Monday, December 12, 2011

Maybe a correction for the market?

Futures suggest that traders and short-term speculators are trying to engineer a correction in the stock market today. Lower futures are not necessarily a bet that the market will close lower today, but merely a bet that the market will open lower. Sometimes a lower open does in fact lead to a lower close, but very commonly the selling at the open quickly runs out of steam and reaches "selling exhaustion", at which point traders and short-term speculators cover their bets and reverse their bets back to "risk on."
 
This is part of the "testing" process. The theory is that if the recent rally really is exhausted, a weak open will be enough for short-term speculators to "throw in the towel" and lead to a decline and full-blown correction, but if instead speculators and even true investors are in fact "buying on the dip", any weak open will quickly blow up in traders faces, and lead to yet another "leg up" for the rally.
 
It is also possible to have a combination of the two, so that a weak open is followed by a mini-rally that also quickly runs out of steam and hits "buying exhaustion", which is a strong signal that the recent rally really is "over" and ready for a more significant correction.
 
I'm not betting on a particular outcome, but volatile trading with a mediocre close (a little up or a little down) is roughly as likely as a moderate rally, with a moderate correction being a slightly less likely outcome. In any case, all of those outcomes are still compatible with an overall upwards trend. Corrections are an important part of any significant bull market, or even a trading range.
 
Although Europe continues to hang over the markets, holiday retail shopping enthusiasm could easily compensate for any dark clouds still looming over the horizon. The stock market has an annoying ability to rapidly bounce between worrying about the short, medium, and longer term outlooks. Traders and short-term speculators, intermediate-term speculators, and longer-term investors can rapidly swap roles as to who is leading and who is following.
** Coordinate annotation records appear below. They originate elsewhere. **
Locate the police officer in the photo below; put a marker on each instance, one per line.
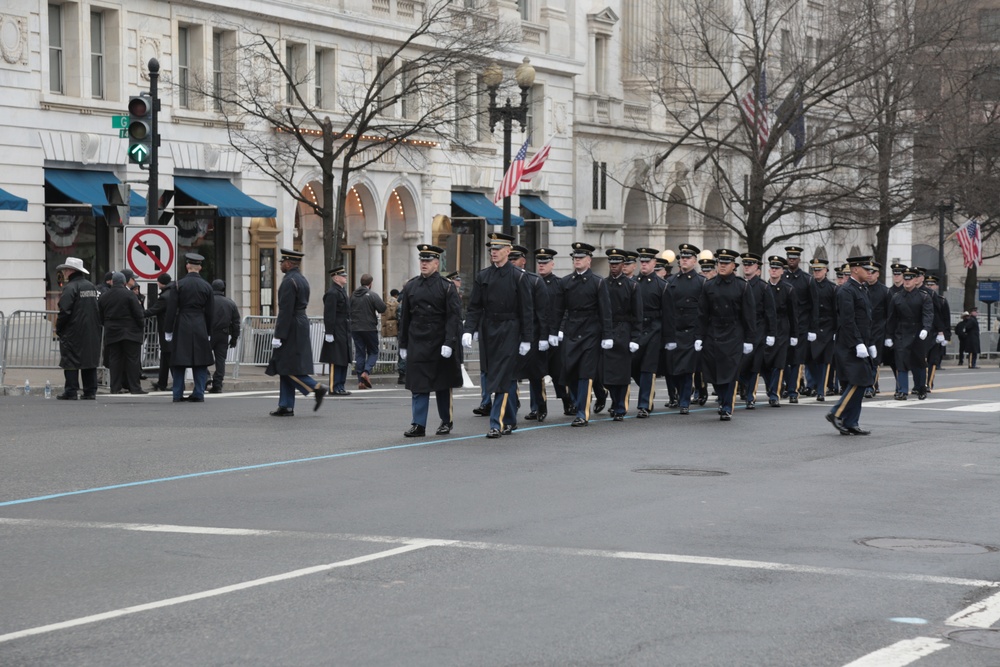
(500, 310)
(626, 325)
(586, 314)
(188, 324)
(430, 326)
(291, 354)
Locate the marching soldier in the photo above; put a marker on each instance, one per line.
(765, 327)
(785, 304)
(728, 328)
(430, 325)
(500, 309)
(291, 354)
(854, 347)
(681, 322)
(586, 314)
(626, 325)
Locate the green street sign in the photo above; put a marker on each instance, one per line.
(138, 153)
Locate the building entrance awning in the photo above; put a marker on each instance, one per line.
(478, 206)
(87, 187)
(229, 200)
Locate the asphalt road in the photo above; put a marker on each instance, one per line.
(138, 531)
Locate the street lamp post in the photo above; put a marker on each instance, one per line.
(492, 77)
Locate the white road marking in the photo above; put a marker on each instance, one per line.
(901, 653)
(982, 614)
(149, 606)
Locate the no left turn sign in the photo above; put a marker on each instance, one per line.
(150, 251)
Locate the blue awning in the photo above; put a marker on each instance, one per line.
(543, 210)
(9, 202)
(478, 206)
(226, 197)
(87, 187)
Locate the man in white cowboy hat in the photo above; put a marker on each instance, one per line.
(78, 326)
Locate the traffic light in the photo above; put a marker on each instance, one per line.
(140, 128)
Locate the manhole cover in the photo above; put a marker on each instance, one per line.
(977, 636)
(926, 546)
(686, 472)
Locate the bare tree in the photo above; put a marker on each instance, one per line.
(407, 88)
It is all a matter of how much money any given group is adding or removing from the market on any given day, week, month, or year, or even any hour, minute, second, or millisecond (with high frequency trading.) There can be rallies and corrections at all of these time scales, with significant volatility at time scales shorter than any particular time scale that a particular trader, speculator, or investor may be interested in. Different people (or computers or organizations) can have different tolerances for both degree of volatility and duration of volatility.